The Quantibody array slides were scanned at 5 μm resolution, ratio (635/532) and a PMT of 580 using Molecular Devices GenePix Pro 4100 A scanner. At these scanner settings the signals from the highest standard concentration did not reach saturation.

The MSP amplicon resolved agarose gels were docked using Biorad ChemiDoc MP system. Image Lab version 4.1 software (Bio Rad CA, USA, https://www.bio-rad.com/en-in/product/image-lab-software)66 was used for gel imaging with acquisition settings such as single channel, SyBR Safe mode and gray scale image colour. The image exposure and image area were set as default. For relative quantification of band intensity, Promega 100 kb DNA ladder was used as reference standard.

Statistical analysis

Statistical tests were done using XLSTAT version 2018.1, (Microsoft, WA, USA) https://www.xlstat.com67 and Prism v5.01 (GraphPad software, CA,USA, https://www.graphpad.com).

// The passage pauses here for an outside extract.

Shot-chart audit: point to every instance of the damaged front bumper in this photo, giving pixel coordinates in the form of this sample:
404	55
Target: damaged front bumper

Kruskal Wallis Test was employed to test significance of differential protein levels and methylation intensity. Unpaired t-test and One-way analysis of variance was used to assess association of relative methylation levels of BC patients with clinicopathological parameters. Statistical significance was defined as P < 0.05. The ROC curve analysis and binomial logistic regression was performed using IBM SPSS for Windowsversion 28 (IBM Corp, NY, USA https://www.ibm.com/in-en). The multivariate ROC was generated using Predicted Probabilities module in Binomial Logistic Regression.

Ethics declarations

The study was approved by the Institute’s Ethical committee (IEC), Cancer Institute (WIA) by their letter dated 16–06–2007 (for use of tissue samples from Tumour Bank) and letter dated 18–08–2014 (for case – control study). Patient samples were collected after informed consent and the study was performed in compliance to the National Ethical Guidelines for Biomedical Health Research involving Human Participants and conditions of Indian Council of Medical Research.